Motivation for a public speaker

Our needs and wants make up our motivation, the force that draws our attention to certain objects and makes us act in certain ways. Motivation helps explain why people behave as they do.’ Therefore, motivation is important to both persuasive and informative speeches. People will listen, learn, and remember a message only if it relates to their needs, wants, or wishes. Understanding motivation can also help a speaker appeal to the common humanity in listeners that crosses cultural boundaries.
Motives can vary in importance according to the person, situation, and culture. People are motivated by what they don’t have that they need or want.

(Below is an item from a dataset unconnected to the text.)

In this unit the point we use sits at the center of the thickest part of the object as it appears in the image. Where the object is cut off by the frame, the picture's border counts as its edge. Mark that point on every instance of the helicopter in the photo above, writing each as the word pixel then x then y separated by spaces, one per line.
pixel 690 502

If you have recently moved to a new town, your need to make friends may attract you to places where you can meet others. Even when needs are satisfied, people respond to wants. Suppose you have just eaten a very filling meal. You’re not hungry, but if someone enters the room with a plate of warm, freshly baked cookies, the sight and smell can make you want some.
The study of human motivation has had an interesting history within twentieth-century psychology. Social scientists first concentrated on identifying the different types of motivation. In a pioneering study published during the 1930s, Henry A. Murray and his associates at the Harvard Psychological Clinic identified more than twenty-five different human needs.Later, another research pioneer, Abraham Maslow, arranged needs in a five-level hierarchy beginning with the most basic physiological needs and culminating in self-actualization needs. Contemporary psychologists now argue that almost all motivations, even needs that seem purely social in nature, express a central preoccupation with the self. Therefore, they contend that our most basic needs are to understand and control the world around us in order to protect and enhance our self hood. Beyond these general master needs, people may also have quite powerful, more specific physical, social, and personal needs. These needs often become motivational themes and appeals in speeches.
To get an idea of motivation as it actually surfaces in classroom speeches, we looked at more than a hundred speeches presented in recent years by students at the Universities of California-Davis, Indiana, Memphis, and Vanderbilt. We identified seven motives that were often used in those speeches: understanding, control, health and safety, nurturance and altruism, friends and family, self-actualization, and the desire for fairness.